The team stumbled upon an intriguing finding: in the brains of chronic migraine sufferers, abnormally higher levels of brain activity were observed in areas associated with pain processing.   

“The severity of the migraine correlates to the abnormal function of the brain,” said UofT’s Assistant Professor Massieh Moayedi, a co-first author of the study. “What we learned is that migraines progressively affect brain structure and function. At the same time, the effects also make the migraine pain more severe,” he added.

The team was able to map those dysfunctional regions of the brain to different aspects of the migraine experience. Activity in the anterior insula of the cerebral cortex, for instance, was associated with migraine pain intensity and “catastrophizing,” while abnormal activity in the posterior insula activity was associated with migraine frequency. Chronic migraines were shown to change the brain, in other words, but poor coping strategies and negative attitudes about the pain can also exacerbate the pain experience.  

The study also found a subsequent decrease in sensation outside the head and neck region of migraine sufferers. Patients rated heat stimuli of different temperatures as less painful and less unpleasant than healthy subjects.
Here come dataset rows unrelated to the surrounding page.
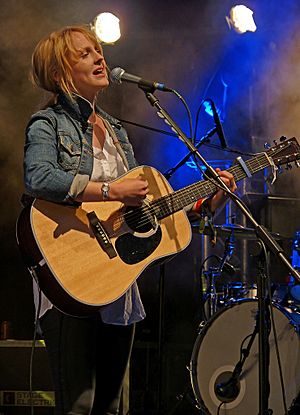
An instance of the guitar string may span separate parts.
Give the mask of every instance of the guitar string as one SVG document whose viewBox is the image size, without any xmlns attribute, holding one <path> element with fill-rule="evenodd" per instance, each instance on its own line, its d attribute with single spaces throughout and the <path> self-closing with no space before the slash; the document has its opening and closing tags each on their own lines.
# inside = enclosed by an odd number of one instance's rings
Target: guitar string
<svg viewBox="0 0 300 415">
<path fill-rule="evenodd" d="M 262 161 L 266 162 L 266 155 L 265 153 L 262 153 L 262 155 L 256 157 L 256 159 L 250 159 L 248 160 L 247 165 L 248 168 L 250 168 L 250 170 L 252 170 L 253 173 L 256 173 L 256 171 L 261 170 L 262 168 L 266 167 L 267 165 L 269 165 L 269 163 L 264 163 L 263 166 L 261 164 Z M 242 167 L 240 165 L 233 165 L 232 167 L 230 167 L 230 169 L 228 169 L 229 171 L 232 170 L 236 170 L 234 171 L 234 177 L 236 180 L 241 180 L 242 178 L 245 177 L 245 173 L 242 169 Z M 128 218 L 128 221 L 130 220 L 131 223 L 134 223 L 135 221 L 137 221 L 138 219 L 141 218 L 142 215 L 147 216 L 148 218 L 145 217 L 144 219 L 140 220 L 136 226 L 136 229 L 140 229 L 143 226 L 147 225 L 147 224 L 151 224 L 151 221 L 149 219 L 149 216 L 153 217 L 154 216 L 158 216 L 157 215 L 157 210 L 159 211 L 158 213 L 163 213 L 162 217 L 165 217 L 168 214 L 171 214 L 172 211 L 174 211 L 174 213 L 178 210 L 180 210 L 181 208 L 181 203 L 182 200 L 185 201 L 186 203 L 186 199 L 189 200 L 189 203 L 193 203 L 194 201 L 197 200 L 197 198 L 195 196 L 190 196 L 190 191 L 193 187 L 202 187 L 201 190 L 199 190 L 198 192 L 200 193 L 203 190 L 208 190 L 206 192 L 206 196 L 212 194 L 215 192 L 215 190 L 217 189 L 217 186 L 210 183 L 209 181 L 205 180 L 202 183 L 197 182 L 197 183 L 193 183 L 189 186 L 187 186 L 184 189 L 180 189 L 177 192 L 174 193 L 170 193 L 167 194 L 165 196 L 162 196 L 161 198 L 158 198 L 156 200 L 153 200 L 152 202 L 150 202 L 150 206 L 148 205 L 144 205 L 142 207 L 133 209 L 129 212 L 125 212 L 124 214 L 120 214 L 119 217 L 114 221 L 114 224 L 116 226 L 121 226 L 124 222 L 126 222 L 126 219 Z M 204 189 L 203 189 L 204 188 Z M 207 189 L 205 189 L 207 188 Z M 179 199 L 179 203 L 176 202 L 175 200 L 175 204 L 171 205 L 170 203 L 168 204 L 167 200 L 169 199 L 169 202 L 171 202 L 170 199 L 172 198 L 177 198 Z M 189 204 L 187 203 L 187 205 Z M 171 209 L 171 212 L 170 212 Z M 117 232 L 113 232 L 113 234 L 111 236 L 115 236 L 117 234 Z"/>
<path fill-rule="evenodd" d="M 246 165 L 248 168 L 250 168 L 250 171 L 252 171 L 252 173 L 256 173 L 262 170 L 263 168 L 270 166 L 268 158 L 268 156 L 270 157 L 270 155 L 268 153 L 271 153 L 272 158 L 274 158 L 274 155 L 276 155 L 279 152 L 282 152 L 282 148 L 279 148 L 278 150 L 268 150 L 267 152 L 263 152 L 258 156 L 254 157 L 253 159 L 247 160 Z M 243 168 L 239 164 L 231 166 L 228 169 L 228 171 L 233 173 L 234 178 L 237 181 L 246 177 Z M 218 188 L 217 185 L 212 184 L 208 180 L 205 180 L 202 183 L 193 183 L 185 187 L 184 189 L 180 189 L 176 192 L 164 195 L 158 199 L 151 201 L 149 206 L 144 205 L 129 212 L 125 212 L 124 214 L 120 214 L 119 217 L 114 221 L 114 224 L 116 226 L 121 226 L 124 222 L 126 222 L 127 218 L 128 221 L 130 220 L 131 223 L 134 223 L 135 221 L 141 219 L 141 216 L 144 215 L 144 219 L 142 218 L 141 220 L 139 220 L 135 229 L 140 229 L 145 225 L 151 225 L 151 223 L 153 222 L 153 216 L 159 216 L 159 214 L 163 214 L 160 215 L 160 218 L 163 218 L 179 211 L 183 207 L 183 200 L 185 203 L 184 206 L 188 205 L 189 203 L 195 202 L 197 200 L 197 197 L 190 196 L 190 192 L 193 187 L 195 187 L 195 190 L 197 188 L 199 195 L 201 194 L 201 192 L 206 190 L 206 196 L 209 196 L 210 194 L 214 193 Z M 207 190 L 209 191 L 207 192 Z M 172 198 L 175 199 L 174 204 L 171 204 Z M 186 203 L 187 199 L 189 200 L 189 203 Z M 152 221 L 149 219 L 149 217 L 151 217 Z M 116 234 L 117 232 L 113 232 L 111 236 L 115 236 Z"/>
</svg>

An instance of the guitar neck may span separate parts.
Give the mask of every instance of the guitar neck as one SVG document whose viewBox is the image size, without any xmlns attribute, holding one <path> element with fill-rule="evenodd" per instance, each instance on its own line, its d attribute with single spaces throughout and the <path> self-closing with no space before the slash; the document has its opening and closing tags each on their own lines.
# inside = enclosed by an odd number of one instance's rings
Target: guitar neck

It’s a finding that contradicts current theories that migraine sufferers are more sensitive to pain sensations overall — leading to even bigger questions.

“This intriguing finding suggests that migraine does occur in some people and not others simply because they are more sensitive to pain in general, and thus there must be very different mechanisms involved,” said Associate Professor David Seminowicz, senior author of the study. The team is currently working on leveraging their findings in the development of new targets for chronic migraine interventions.

One of the most prevalent global diseases, migraines affect an estimated 1 billion people worldwide*.